Die Weltgesundheitsorganisation (WHO) geht davon aus, dass es möglicherweise zu einzelnen Übertragungen von Mensch zu Mensch gekommen ist, allerdings nur bei sehr engem Kontakt. Insgesamt sind bisher drei Menschen gestorben und mehrere weitere erkrankt. Die Behörden betonen jedoch, dass für die allgemeine Bevölkerung nur ein geringes Risiko besteht, da sich das Virus nicht so leicht verbreitet wie etwa Grippe oder COVID-19.

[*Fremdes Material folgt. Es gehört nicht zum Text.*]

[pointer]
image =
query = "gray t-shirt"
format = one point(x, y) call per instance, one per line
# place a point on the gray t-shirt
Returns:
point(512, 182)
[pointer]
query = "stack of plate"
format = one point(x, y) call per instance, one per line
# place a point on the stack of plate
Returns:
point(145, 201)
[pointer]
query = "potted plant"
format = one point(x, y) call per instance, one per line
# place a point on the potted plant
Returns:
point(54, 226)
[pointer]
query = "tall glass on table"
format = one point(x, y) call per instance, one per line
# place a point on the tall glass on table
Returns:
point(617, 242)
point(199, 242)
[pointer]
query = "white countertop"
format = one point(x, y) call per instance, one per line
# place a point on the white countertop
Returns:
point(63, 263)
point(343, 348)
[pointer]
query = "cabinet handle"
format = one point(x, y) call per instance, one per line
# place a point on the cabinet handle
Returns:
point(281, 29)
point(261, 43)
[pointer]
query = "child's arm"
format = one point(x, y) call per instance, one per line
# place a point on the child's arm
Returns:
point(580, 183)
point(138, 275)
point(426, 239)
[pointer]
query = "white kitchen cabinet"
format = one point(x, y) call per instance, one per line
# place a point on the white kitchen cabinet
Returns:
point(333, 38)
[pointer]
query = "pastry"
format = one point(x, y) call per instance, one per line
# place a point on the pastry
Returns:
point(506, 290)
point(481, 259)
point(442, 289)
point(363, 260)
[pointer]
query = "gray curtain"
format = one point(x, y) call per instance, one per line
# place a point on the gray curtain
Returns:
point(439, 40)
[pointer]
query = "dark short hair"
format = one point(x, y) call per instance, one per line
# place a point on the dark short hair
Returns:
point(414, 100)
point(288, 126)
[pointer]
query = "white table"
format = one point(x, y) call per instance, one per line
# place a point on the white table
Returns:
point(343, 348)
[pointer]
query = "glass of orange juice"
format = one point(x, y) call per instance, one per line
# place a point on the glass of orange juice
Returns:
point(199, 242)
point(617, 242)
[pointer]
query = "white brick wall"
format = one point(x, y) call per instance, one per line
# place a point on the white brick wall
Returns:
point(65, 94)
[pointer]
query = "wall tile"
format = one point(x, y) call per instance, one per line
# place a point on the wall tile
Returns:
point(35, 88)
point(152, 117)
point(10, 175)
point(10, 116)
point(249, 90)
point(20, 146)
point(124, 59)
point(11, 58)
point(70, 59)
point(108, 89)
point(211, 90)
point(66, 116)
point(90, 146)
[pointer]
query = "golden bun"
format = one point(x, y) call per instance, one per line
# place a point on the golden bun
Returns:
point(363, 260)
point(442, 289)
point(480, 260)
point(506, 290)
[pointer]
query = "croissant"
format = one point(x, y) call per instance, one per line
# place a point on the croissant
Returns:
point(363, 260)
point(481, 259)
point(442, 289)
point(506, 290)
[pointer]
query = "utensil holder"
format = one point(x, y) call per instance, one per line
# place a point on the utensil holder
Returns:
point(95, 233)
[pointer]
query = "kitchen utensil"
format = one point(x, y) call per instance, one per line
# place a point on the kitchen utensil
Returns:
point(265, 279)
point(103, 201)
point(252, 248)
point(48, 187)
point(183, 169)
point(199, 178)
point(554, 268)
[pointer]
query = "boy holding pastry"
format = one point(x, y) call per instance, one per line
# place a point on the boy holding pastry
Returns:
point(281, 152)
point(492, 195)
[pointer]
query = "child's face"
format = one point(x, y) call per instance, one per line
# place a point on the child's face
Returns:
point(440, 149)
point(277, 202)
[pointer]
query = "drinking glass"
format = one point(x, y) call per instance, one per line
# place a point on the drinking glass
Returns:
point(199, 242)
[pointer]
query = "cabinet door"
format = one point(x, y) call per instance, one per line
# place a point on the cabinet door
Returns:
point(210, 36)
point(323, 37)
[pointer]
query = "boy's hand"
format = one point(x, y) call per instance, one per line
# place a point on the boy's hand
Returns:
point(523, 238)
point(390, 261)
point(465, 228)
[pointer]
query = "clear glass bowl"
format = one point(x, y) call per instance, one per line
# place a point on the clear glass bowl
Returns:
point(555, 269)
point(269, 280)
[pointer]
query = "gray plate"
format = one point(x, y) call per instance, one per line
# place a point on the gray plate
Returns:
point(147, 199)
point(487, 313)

Rund 150 Menschen, darunter auch US-Bürger, befinden sich weiterhin an Bord des Schiffs, das vor der Küste von Praia vor Anker liegt. Die Reise hatte in Argentinien begonnen und führte über abgelegene Regionen, bevor mehrere Passagiere an einer schnell fortschreitenden Atemwegserkrankung erkrankten. Insgesamt wurden bisher sieben Fälle des seltenen Hantavirus festgestellt oder vermutet.

Zu den Todesopfern zählen ein niederländisches Ehepaar sowie eine deutsche Staatsbürgerin. Ein britischer Passagier wird derzeit in Südafrika intensivmedizinisch behandelt, sein Zustand hat sich zuletzt verbessert. Weitere Crewmitglieder zeigen ebenfalls Krankheitssymptome.

Nach der Evakuierung soll das Schiff zu den Kanarischen Inseln weiterfahren. Dort sind umfassende Untersuchungen und Desinfektionsmaßnahmen geplant. An Bord gelten bereits strenge Sicherheitsvorkehrungen, darunter Isolation, Hygienemaßnahmen und medizinische Überwachung. Die Situation wird als angespannt, aber kontrolliert beschrieben.

Die genaue Ursache des Ausbruchs ist noch unklar. Experten vermuten, dass sich einige Passagiere möglicherweise bereits vor Reisebeginn infiziert haben könnten. Hantaviren werden normalerweise durch Kontakt mit Nagetieren oder deren Ausscheidungen übertragen. Eine seltene Form des Virus kann jedoch auch von Mensch zu Mensch weitergegeben werden. Die Sterblichkeitsrate ist vergleichsweise hoch, insbesondere wenn schwere Atemwegssymptome auftreten.